Putting these ideas into play, the research papers in this Special Issue demonstrate a range of single cell techniques and the discoveries that they enable. Two papers apply live imaging to demonstrate the role of a signal transduction pathway in differentiation (Deathridge et al., 2019) or to demonstrate stochasticity in fate choice (Antolović et al., 2019); several papers build transcriptomic maps of specific developing tissues that will prove useful resources and reveal new hypotheses for developmental regulation (Combes et al., 2019; Martin et al., 2019; Hulin et al., 2019; Li et al., 2019a,b); several studies computationally reconstruct developmental dynamics (Bastidas-Ponce et al., 2019; Delile et al., 2019; Guo and Li, 2019; Prior et al., 2019; van Gurp et al., 2019); and one study benchmarks in vitro differentiation to in vivo development and develops new computational tools to do so (Edri et al., 2019). Taking a slightly different approach, other papers use single cell analyses to characterize cell behaviors during morphogenesis (Amini et al., 2019; Yang et al., 2019), to investigate how cells respond to DNA or tissue damage (Miermont et al., 2019; Dell’Orso et al., 2019), and to understand how heterogeneities in gene and protein concentration influence development (Papadopoulos et al., 2019; Reznik et al., 2019; Velte et al., 2019).

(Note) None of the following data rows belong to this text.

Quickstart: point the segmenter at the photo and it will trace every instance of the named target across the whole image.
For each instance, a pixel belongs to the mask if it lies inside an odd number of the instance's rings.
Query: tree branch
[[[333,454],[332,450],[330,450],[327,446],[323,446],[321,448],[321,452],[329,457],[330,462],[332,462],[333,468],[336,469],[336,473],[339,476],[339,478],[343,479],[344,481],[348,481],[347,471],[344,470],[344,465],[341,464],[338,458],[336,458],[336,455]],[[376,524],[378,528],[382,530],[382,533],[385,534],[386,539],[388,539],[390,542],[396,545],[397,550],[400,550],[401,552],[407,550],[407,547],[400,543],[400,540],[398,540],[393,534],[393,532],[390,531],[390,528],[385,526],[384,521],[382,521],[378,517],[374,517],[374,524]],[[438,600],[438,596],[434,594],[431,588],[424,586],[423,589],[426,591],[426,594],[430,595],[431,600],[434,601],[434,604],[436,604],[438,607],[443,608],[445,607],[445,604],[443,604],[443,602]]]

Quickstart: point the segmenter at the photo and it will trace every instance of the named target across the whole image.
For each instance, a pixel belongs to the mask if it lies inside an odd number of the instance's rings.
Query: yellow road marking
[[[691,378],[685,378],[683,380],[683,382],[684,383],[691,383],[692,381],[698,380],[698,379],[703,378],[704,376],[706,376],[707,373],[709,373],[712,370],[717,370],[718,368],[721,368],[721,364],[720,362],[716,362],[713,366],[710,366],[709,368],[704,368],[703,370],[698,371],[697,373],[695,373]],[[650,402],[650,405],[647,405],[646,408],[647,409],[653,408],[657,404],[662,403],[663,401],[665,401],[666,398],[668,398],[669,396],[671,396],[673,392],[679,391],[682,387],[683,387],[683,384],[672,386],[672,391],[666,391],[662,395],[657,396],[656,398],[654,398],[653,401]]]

Approaches to single cell analysis began three and a half centuries ago with improvements in microscopy. Today’s modern approaches, although hard to relate to those of 17th century Europe, echo this first revolution. Then, as now, continuous innovations in technology have led to sudden and widespread acceleration in biological inquiry. As this Special Issue illustrates, methods that once required specialized expertise are becoming widely accessible. Yet rapid innovation still continues. Will the tools and concepts surveyed in this Special Issue still be relevant 5 years from today? As you consider this question, we would very much like to thank the authors and referees of the articles in this Special Issue for their contributions, and we hope you enjoy reading it!